Im nächsten Schritt ist zu prüfen, ob das Mittel erforderlich ist. Hier geht es darum, zu prüfen, ob es gleich wirksame, aber weniger in das Grundrecht eingreifende Mittel gibt. Und das natürlich auch in jedem Einzelfall. Mitarbeiter, die in Homeoffice arbeiten, werden davon ganz eindeutig auszunehmen sein. Hier dürfte eine Testpflicht in jedem Fall unzulässig sein. Bei anderen Mitarbeitern wäre zu prüfen, wie hoch die Frequenz der Kontakte ist. Je mehr Kontakte vorkommen, desto eher ließe sich eine Testpflicht begründen. Möglicherweise wird man eine Abgrenzung nach Abteilungen und Mitarbeitergruppen machen können.

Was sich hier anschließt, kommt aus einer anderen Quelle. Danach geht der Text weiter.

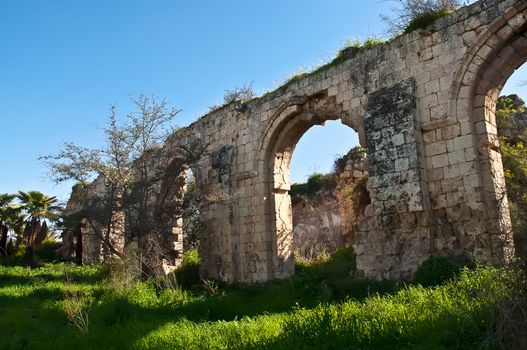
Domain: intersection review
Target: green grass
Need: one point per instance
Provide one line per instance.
(321, 307)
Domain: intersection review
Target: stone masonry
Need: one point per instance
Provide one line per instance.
(423, 106)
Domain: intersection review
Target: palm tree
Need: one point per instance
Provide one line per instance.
(10, 219)
(37, 209)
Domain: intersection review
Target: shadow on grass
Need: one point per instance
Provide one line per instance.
(119, 320)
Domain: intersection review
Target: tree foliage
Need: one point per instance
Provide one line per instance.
(135, 173)
(410, 15)
(512, 126)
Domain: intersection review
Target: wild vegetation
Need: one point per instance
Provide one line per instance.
(63, 306)
(511, 117)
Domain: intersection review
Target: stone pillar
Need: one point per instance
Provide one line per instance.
(394, 238)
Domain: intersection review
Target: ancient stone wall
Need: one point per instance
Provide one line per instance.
(422, 105)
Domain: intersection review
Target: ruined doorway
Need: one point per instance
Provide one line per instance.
(290, 126)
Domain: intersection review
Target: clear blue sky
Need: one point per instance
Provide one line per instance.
(62, 64)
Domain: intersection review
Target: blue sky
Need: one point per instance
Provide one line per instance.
(63, 63)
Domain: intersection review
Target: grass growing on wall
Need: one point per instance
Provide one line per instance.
(321, 307)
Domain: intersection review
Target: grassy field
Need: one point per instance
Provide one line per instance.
(321, 307)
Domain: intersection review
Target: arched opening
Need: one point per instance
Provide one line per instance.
(177, 214)
(494, 57)
(326, 168)
(288, 127)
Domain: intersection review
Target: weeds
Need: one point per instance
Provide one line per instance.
(321, 307)
(76, 308)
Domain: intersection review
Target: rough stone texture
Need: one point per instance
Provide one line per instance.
(436, 178)
(317, 225)
(328, 219)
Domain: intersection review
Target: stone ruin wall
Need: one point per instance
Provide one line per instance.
(422, 105)
(327, 220)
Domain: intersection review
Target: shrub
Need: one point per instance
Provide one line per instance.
(414, 14)
(425, 20)
(436, 270)
(315, 184)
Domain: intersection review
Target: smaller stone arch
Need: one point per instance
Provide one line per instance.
(495, 54)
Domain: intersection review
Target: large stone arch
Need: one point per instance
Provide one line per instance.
(423, 106)
(494, 56)
(289, 123)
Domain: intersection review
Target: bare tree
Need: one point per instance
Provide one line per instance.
(122, 182)
(408, 11)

Ist die Maßnahme geeignet und erforderlich, wäre im letzten Schritt die Angemessenheit zu prüfen. Und an der Stelle mögen Richter oft keine umfassende und lückenlose Überwachung. Da gehen direkt alle Alarmglocken an. Die sehen lieber konkrete Anlässe in jedem Einzelfall, weniger ein „Generalverdacht“ gegen alle. Insofern habt ihr Juristen recht, dass man zwingend differenzieren muss.

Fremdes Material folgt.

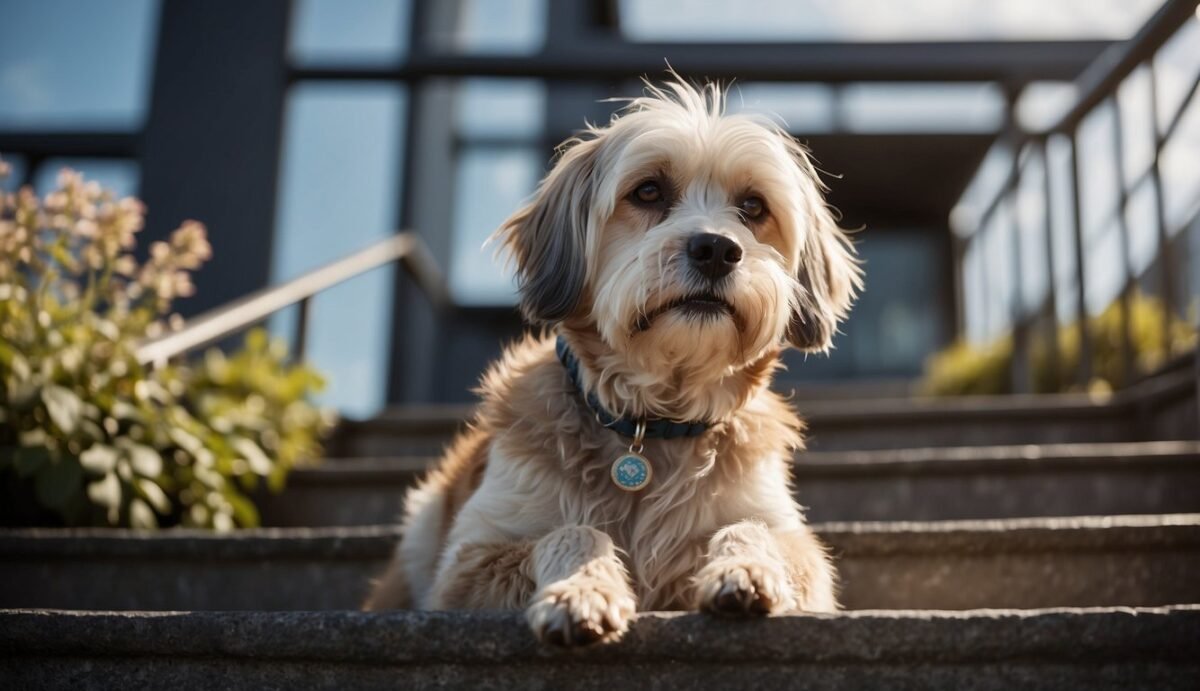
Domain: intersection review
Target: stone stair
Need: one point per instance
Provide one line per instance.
(983, 544)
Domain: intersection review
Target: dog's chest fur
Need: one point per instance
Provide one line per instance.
(557, 460)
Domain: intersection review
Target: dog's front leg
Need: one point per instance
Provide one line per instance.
(753, 570)
(583, 593)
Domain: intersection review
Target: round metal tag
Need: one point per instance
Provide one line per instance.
(631, 472)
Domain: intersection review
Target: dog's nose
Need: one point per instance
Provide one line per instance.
(712, 254)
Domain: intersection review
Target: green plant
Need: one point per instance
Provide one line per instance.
(985, 368)
(88, 434)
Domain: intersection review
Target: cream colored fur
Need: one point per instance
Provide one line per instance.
(521, 512)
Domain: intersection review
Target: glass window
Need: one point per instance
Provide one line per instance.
(1032, 228)
(1104, 270)
(1042, 104)
(1098, 176)
(1176, 68)
(987, 185)
(922, 107)
(496, 26)
(76, 64)
(807, 108)
(881, 19)
(349, 31)
(1180, 169)
(1137, 126)
(1141, 220)
(339, 184)
(491, 184)
(16, 166)
(119, 175)
(495, 108)
(499, 125)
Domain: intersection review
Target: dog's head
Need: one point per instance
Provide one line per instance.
(685, 238)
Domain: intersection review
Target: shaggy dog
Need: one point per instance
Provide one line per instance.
(642, 463)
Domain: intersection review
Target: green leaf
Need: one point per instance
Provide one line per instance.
(144, 460)
(58, 481)
(99, 458)
(141, 516)
(154, 494)
(106, 492)
(28, 460)
(244, 510)
(64, 406)
(258, 461)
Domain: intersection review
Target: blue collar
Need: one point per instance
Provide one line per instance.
(655, 427)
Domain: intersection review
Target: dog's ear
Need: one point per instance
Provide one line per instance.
(829, 275)
(547, 236)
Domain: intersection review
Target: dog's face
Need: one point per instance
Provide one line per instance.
(685, 238)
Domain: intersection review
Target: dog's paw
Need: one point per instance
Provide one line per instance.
(580, 611)
(741, 588)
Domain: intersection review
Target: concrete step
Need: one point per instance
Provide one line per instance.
(1103, 648)
(901, 485)
(1085, 562)
(1159, 408)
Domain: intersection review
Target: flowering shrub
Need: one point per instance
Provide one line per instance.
(983, 370)
(88, 434)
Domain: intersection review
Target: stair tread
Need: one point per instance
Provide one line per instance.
(415, 635)
(857, 538)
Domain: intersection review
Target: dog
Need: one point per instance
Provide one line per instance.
(634, 457)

Unterm Strich dürfte deutlich mehr möglich sein als das aktuell beschlossene. Aber natürlich keine Verpflichtung aller Arbeitnehmer ohne jegliche Differenzierung. Man hätte beschließen können, dass sich die Betriebsparteien darüber einig werden müssen, wie eine Testpflicht für den jeweiligen Betrieb umzusetzen ist. Die können das auch am besten beurteilen.